What is the syntax for Typescript arrow functions with generics?

The full example explaining the syntax referenced by Robin... brought it home for me:

Generic functions

Something like the following works fine:

function foo<T>(x: T): T { return x; }

However using an arrow generic function will not:

const foo = <T>(x: T) => x; // ERROR : unclosed `T` tag

Workaround: Use extends on the generic parameter to hint the compiler that it's a generic, e.g.:

const foo = <T extends unknown>(x: T) => x;

If you're in a .tsx file you cannot just write <T>, but this works:

const foo = <T, >(x: T) => x;

As opposed to the extends {} hack, this hack at least preserves the intent.

I found the example above confusing.
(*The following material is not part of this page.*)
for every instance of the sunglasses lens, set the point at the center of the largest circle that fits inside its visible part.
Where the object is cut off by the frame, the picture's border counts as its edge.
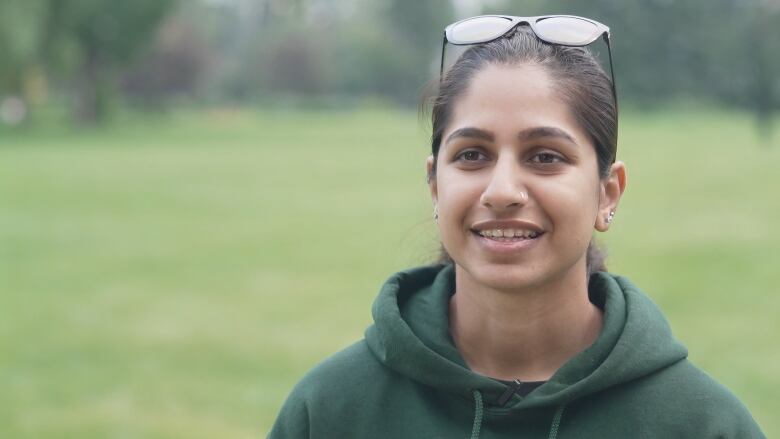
(570, 31)
(478, 29)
I am using React and JSX so I think it complicated the scenario.

I got clarification from TypeScript Deep Dive, which states for arrow generics:

Workaround: Use extends on the generic parameter to hint the compiler that it's a generic, this came from a simpler example that helped me.

    const identity = < T extends {} >(arg: T): T => { return arg; }

The language specification says on p.64f

A construct of the form < T > ( ... ) => { ... } could be parsed as an arrow function expression with a type parameter or a type assertion applied to an arrow function with no type parameter. It is resolved as the former[..]

example:

// helper function needed because Backbone-couchdb's sync does not return a jqxhr
let fetched = <
           R extends Backbone.Collection<any> >(c:R) => {
               return new Promise(function (fulfill, reject) {
                   c.fetch({reset: true, success: fulfill, error: reject})
               });
           };

This works for me

const Generic = <T> (value: T) => {
    return value;
} 

so late, but with ES6 no need extends it still work for me.... :)

let getArray = <T>(items: T[]): T[] => {
    return new Array<T>().concat(items)
}

let myNumArr = getArray<number>([100, 200, 300]);
let myStrArr = getArray<string>(["Hello", "World"]);
myNumArr.push(1)
console.log(myNumArr)

while the popular answer with extends {} works and is better than extends any, it forces the T to be an object

const foo = <T extends {}>(x: T) => x;

to avoid this and preserve the type-safety, you can use extends unknown instead

const foo = <T extends unknown>(x: T) => x;

I to use this type of declaration:

const identity: { <T>(arg: T): T } = (arg) => arg;

It allows defining additional props to your function if you ever need to and in some cases, it helps keeping the function body cleaner from the generic definition.

If you don't need the additional props (namespace sort of thing), it can be simplified to:

const identity: <T>(arg: T) => T = (arg) => arg;

In 2021, Ts 4.3.3

const useRequest = <DataType, ErrorType>(url: string): Response<DataType, ErrorType> 
   => {
      ...
   }

Using <T, extends {}> throws an error when you try to pass null as parameter. I will prefer using <T,> because it clears the issue. I am yet to get the reason why. But this worked for me.